Target applications include smart meters, asset trackers, industrial sensors, labels, and wearables, all with the promise ofmulti-year battery life. Lead customer sampling is already underway. General availability is slated for early 2027.
nRF93: Higher throughput, still built for the real world
For use cases that need more bandwidth without sacrificing the low-power cellular IoT fundamentals Nordic is known for, the nRF93 Series steps in. The nRF93M1 module delivers up to 10 Mbps downlink and 5 Mbps uplink with global LTE support and built-in Wi-Fi location capabilities–all while maintaining Nordic’s compact form factor and low-power consumption.
It’s optimised for asset tracking, fleet management systems, gateways, security devices, advanced metering, and consumer devices, and is fully integrated with nRF Cloud–including FOTA updates, observability, remote debugging, and location services. Birkenes put the product case plainly: “The nRF93M1 delivers what customers have been asking for–a high-quality, low-power Cat. 1 bis module that’s smaller, easier to integrate, and built for the cloud from day one.”
Lead customers are already in development with the nRF93M1. General availability starts mid-2026.
nRF91 gets smarter: Satellite NTN and sub-GHz fallback
Nordic isn’t leaving its existing installed base behind either. The nRF9151–the flagship of the nRF91 Series–is being enhanced with 3GPP-compliant GEO and LEO satellite NTN (Non-Terrestrial Network) connectivity, giving devices in logistics, smart agriculture, energy, and remote infrastructure the ability to stay connected even where public networks don’t reach. A sub-GHz fallback feature adds another layer of resilience.
Nordic is also introducing the nRF91M1, a compact Smart Modem module built for customers who want a straightforward, fast route to adding cellular connectivity without the complexity of a full custom design.
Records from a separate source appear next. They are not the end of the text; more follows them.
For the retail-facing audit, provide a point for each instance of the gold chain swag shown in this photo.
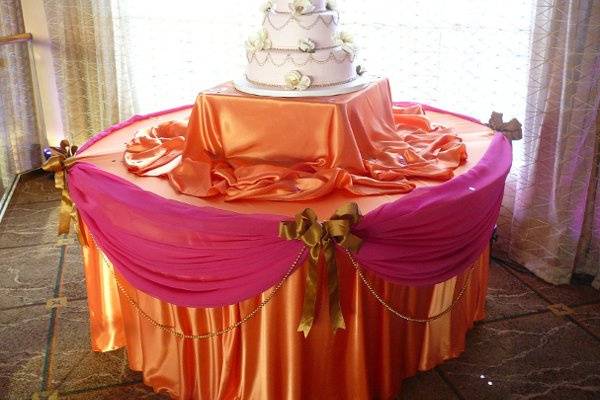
(321, 238)
(170, 330)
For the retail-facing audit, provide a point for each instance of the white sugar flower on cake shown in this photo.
(307, 45)
(345, 41)
(296, 81)
(299, 7)
(267, 6)
(258, 42)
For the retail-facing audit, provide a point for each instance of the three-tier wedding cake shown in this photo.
(300, 51)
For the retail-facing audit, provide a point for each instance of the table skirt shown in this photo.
(266, 358)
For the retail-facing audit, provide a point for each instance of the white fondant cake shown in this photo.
(300, 46)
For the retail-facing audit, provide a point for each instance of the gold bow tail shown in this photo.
(322, 238)
(61, 159)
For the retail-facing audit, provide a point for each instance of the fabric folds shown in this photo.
(243, 147)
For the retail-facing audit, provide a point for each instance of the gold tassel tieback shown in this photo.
(61, 160)
(322, 238)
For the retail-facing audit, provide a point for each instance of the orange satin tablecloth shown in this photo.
(267, 358)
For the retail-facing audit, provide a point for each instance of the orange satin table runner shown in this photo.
(267, 358)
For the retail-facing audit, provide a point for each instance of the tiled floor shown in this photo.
(522, 350)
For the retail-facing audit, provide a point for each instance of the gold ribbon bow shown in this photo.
(323, 238)
(60, 161)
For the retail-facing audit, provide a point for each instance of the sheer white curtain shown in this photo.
(470, 56)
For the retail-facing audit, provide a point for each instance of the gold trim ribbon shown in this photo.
(322, 238)
(60, 161)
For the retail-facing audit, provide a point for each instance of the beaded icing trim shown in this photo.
(285, 87)
(309, 58)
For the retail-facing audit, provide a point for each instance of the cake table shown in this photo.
(232, 331)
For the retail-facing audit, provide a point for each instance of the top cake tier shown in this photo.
(284, 5)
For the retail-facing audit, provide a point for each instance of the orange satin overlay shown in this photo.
(238, 146)
(267, 358)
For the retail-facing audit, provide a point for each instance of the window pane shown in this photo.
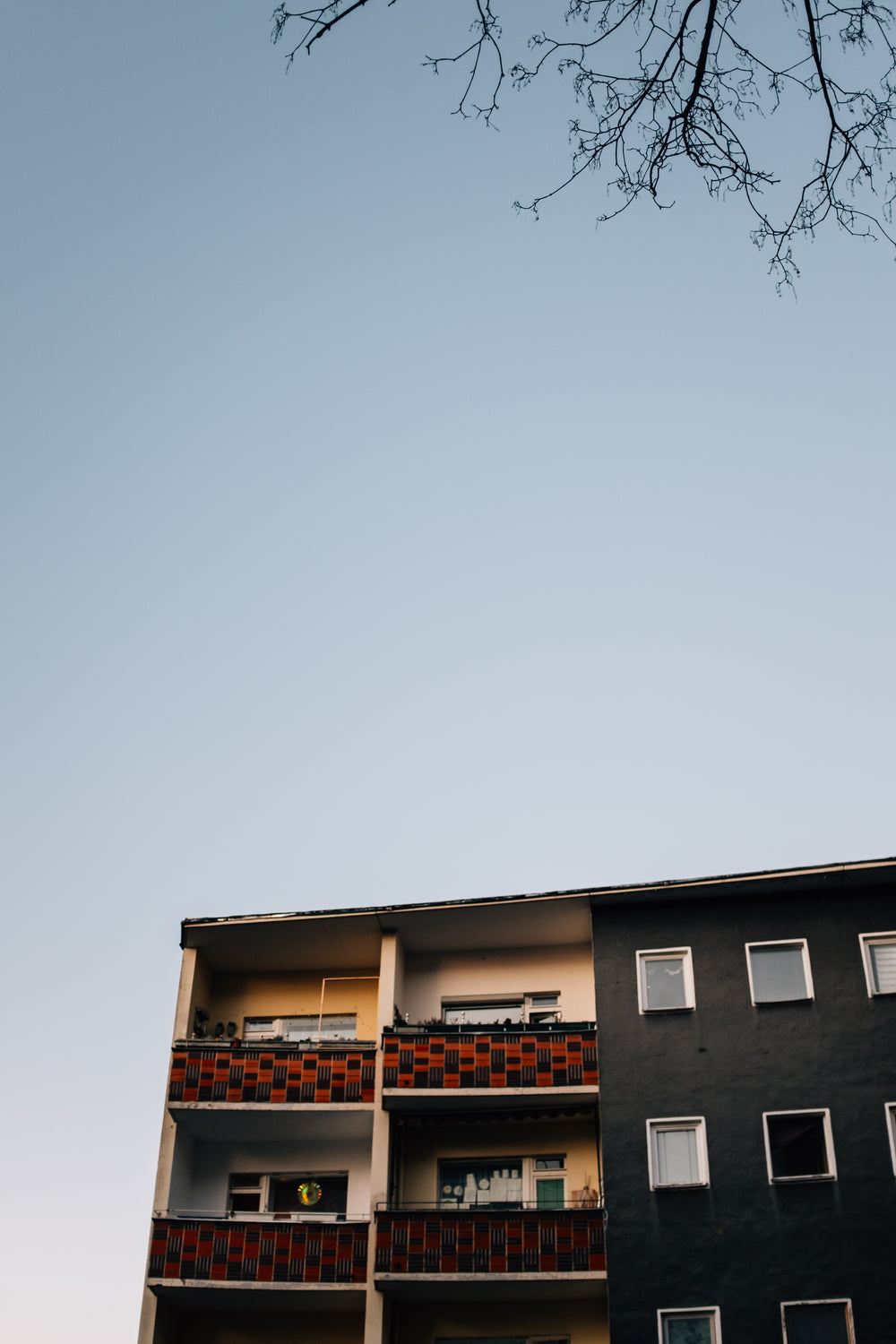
(482, 1013)
(823, 1322)
(665, 983)
(335, 1026)
(797, 1145)
(309, 1193)
(688, 1330)
(777, 975)
(465, 1185)
(548, 1193)
(883, 962)
(244, 1202)
(677, 1158)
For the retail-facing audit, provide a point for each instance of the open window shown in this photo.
(689, 1325)
(799, 1145)
(333, 1027)
(780, 972)
(879, 959)
(665, 980)
(503, 1182)
(289, 1193)
(533, 1010)
(677, 1152)
(818, 1322)
(506, 1339)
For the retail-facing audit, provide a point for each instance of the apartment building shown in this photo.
(386, 1126)
(382, 1125)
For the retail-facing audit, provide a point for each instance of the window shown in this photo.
(506, 1339)
(879, 957)
(533, 1010)
(891, 1131)
(780, 972)
(677, 1152)
(503, 1182)
(798, 1145)
(665, 978)
(333, 1026)
(818, 1322)
(689, 1325)
(284, 1193)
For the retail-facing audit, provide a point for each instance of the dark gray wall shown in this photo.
(743, 1245)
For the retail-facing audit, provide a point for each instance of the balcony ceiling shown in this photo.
(351, 938)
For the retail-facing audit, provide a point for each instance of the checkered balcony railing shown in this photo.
(258, 1253)
(271, 1074)
(498, 1059)
(506, 1242)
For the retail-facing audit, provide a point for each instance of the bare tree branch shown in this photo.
(659, 81)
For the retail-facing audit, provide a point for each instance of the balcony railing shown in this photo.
(490, 1059)
(258, 1253)
(271, 1074)
(503, 1242)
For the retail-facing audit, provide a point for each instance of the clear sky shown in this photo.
(365, 542)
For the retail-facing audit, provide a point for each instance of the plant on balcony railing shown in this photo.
(524, 1058)
(521, 1241)
(258, 1253)
(271, 1074)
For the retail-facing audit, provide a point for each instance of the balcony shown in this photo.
(271, 1075)
(433, 1064)
(522, 1242)
(203, 1252)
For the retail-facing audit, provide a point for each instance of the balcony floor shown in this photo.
(493, 1288)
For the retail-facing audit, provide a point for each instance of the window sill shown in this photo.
(801, 1180)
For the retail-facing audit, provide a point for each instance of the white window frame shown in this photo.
(821, 1301)
(705, 1312)
(782, 943)
(458, 1003)
(664, 1123)
(890, 1107)
(279, 1031)
(530, 1176)
(662, 954)
(866, 941)
(265, 1214)
(829, 1148)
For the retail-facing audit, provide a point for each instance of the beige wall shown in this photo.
(422, 1150)
(584, 1322)
(265, 1327)
(199, 991)
(430, 978)
(233, 997)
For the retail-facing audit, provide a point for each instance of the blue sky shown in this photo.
(366, 542)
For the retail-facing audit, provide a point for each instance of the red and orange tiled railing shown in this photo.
(505, 1242)
(258, 1253)
(271, 1074)
(490, 1059)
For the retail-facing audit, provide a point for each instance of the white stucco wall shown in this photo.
(583, 1322)
(430, 978)
(203, 1185)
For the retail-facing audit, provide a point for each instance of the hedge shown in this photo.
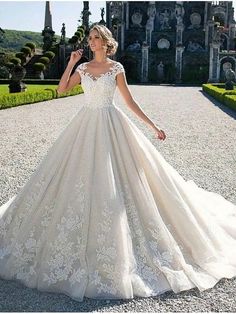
(23, 98)
(227, 97)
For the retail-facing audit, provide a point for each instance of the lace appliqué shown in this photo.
(107, 278)
(115, 69)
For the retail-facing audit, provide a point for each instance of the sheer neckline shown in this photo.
(95, 78)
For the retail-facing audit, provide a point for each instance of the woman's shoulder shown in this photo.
(118, 67)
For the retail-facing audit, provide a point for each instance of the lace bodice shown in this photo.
(99, 91)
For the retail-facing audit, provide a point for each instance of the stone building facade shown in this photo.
(173, 41)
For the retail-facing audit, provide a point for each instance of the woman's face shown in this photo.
(95, 41)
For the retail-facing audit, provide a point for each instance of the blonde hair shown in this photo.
(110, 43)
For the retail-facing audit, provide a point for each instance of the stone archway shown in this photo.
(130, 64)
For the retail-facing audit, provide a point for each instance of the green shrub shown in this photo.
(19, 54)
(10, 65)
(31, 45)
(23, 98)
(15, 60)
(26, 50)
(4, 72)
(49, 54)
(38, 66)
(44, 60)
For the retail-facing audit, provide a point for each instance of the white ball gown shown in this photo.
(104, 215)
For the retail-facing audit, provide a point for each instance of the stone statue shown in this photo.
(151, 12)
(193, 46)
(164, 20)
(137, 19)
(102, 13)
(195, 19)
(160, 71)
(179, 12)
(134, 46)
(230, 79)
(63, 33)
(17, 74)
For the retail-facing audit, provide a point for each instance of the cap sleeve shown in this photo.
(118, 68)
(80, 68)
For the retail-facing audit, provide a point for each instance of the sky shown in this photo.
(29, 15)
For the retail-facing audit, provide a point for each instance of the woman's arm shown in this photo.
(67, 82)
(132, 104)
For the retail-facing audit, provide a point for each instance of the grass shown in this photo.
(30, 88)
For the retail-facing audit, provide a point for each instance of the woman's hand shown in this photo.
(76, 56)
(159, 133)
A roadmap built for what’s coming
What makes this announcement more than the sum of its product specs is the deliberate architecture of the portfolio itself. Nordic is building a tiered offering that spans LTE-M, NB-IoT, LTE Cat 1 bis, and satellite NTN–a unified stack that gives developers a single ecosystem to design within, regardless of which connectivity tier their application requires.
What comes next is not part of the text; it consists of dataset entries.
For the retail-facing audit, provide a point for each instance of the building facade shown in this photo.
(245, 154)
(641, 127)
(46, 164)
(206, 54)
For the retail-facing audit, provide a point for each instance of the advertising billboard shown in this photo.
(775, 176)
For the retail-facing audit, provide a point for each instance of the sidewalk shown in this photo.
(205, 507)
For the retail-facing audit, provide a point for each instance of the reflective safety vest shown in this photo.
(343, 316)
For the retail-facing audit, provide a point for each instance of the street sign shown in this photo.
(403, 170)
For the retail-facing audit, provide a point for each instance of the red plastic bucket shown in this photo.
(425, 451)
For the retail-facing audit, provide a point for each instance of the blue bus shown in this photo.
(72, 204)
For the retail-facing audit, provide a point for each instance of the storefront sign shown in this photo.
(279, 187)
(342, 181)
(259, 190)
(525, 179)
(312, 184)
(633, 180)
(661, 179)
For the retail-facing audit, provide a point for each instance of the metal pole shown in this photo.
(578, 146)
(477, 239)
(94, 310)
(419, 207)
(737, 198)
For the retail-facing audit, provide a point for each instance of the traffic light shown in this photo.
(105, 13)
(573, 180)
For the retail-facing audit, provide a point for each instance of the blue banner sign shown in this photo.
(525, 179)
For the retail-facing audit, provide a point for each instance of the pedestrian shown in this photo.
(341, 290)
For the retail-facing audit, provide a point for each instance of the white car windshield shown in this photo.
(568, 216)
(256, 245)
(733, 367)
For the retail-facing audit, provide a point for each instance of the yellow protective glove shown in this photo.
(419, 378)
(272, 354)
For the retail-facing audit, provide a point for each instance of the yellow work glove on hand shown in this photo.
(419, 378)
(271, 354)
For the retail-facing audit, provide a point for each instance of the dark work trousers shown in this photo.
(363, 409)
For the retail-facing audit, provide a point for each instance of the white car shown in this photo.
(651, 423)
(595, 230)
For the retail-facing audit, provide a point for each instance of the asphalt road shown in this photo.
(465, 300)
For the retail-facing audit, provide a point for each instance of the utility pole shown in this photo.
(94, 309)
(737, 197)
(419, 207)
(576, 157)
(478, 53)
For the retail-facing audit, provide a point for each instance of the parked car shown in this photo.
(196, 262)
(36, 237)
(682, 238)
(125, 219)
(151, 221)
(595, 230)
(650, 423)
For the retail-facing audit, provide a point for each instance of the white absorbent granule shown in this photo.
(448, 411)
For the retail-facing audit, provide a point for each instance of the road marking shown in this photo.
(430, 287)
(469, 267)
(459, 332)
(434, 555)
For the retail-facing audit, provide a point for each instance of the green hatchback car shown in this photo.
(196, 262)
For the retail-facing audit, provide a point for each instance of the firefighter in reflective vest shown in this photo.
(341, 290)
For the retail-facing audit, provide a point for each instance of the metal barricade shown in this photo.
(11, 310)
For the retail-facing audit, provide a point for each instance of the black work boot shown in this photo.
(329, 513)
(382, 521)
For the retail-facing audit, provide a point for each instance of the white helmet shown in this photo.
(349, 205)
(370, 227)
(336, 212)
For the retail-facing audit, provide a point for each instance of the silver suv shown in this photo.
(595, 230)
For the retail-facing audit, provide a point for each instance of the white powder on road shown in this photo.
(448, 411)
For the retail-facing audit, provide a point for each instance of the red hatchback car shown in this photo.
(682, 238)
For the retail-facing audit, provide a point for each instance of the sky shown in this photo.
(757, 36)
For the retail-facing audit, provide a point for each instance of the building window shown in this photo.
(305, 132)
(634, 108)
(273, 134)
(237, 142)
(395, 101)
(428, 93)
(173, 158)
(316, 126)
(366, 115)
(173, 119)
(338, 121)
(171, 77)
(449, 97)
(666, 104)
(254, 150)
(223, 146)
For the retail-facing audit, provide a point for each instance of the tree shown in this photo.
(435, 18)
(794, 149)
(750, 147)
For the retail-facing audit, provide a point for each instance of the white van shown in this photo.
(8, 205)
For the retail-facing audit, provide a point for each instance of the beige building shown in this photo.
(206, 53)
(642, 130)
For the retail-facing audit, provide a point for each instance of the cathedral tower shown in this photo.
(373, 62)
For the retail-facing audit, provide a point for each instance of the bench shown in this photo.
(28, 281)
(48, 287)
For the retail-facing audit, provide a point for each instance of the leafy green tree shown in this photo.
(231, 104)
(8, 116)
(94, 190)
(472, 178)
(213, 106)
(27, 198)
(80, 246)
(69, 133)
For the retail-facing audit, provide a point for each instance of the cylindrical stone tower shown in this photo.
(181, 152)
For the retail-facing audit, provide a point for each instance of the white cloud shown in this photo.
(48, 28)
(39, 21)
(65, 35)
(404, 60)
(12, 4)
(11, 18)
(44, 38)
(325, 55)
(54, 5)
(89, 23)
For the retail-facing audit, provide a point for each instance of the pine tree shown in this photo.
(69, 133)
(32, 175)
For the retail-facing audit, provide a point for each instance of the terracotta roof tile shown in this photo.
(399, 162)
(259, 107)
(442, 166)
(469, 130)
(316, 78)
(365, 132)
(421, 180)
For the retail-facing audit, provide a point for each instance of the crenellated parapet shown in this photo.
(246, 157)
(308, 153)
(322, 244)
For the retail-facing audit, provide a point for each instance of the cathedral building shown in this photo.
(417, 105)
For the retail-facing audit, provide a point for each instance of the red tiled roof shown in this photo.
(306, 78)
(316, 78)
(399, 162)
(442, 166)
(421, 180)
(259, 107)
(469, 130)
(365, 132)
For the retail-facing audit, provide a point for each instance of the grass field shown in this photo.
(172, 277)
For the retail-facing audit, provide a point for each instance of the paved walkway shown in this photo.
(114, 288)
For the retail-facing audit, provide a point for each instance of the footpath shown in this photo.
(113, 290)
Oyvind Birkenes, EVP Long-Range at Nordic Semiconductor, underscored the strategic intent: “This expansion marks a defining moment for Nordic’s long-range strategy. A unified, market-leading portfolio spanning across these technologies gives developers clarity, confidence, and a long-term roadmap they can rely on–even as networks and requirements evolve worldwide.”
For IoT developers, that clarity is not a small thing. The fragmentation of connectivity standards has long been one of the sector’s biggest operational headaches–with product teams forced to choose between standards early and live with the consequences across a device’s entire lifecycle.
A portfolio that spans from ultra-low-power NB-IoT all the way to satellite NTN, with a consistent cloud integration layer underneath, meaningfully reduces that risk. From chip to cloud, and now from ground to orbit — Nordic is playing a long game. And at MWC, it just showed its hand.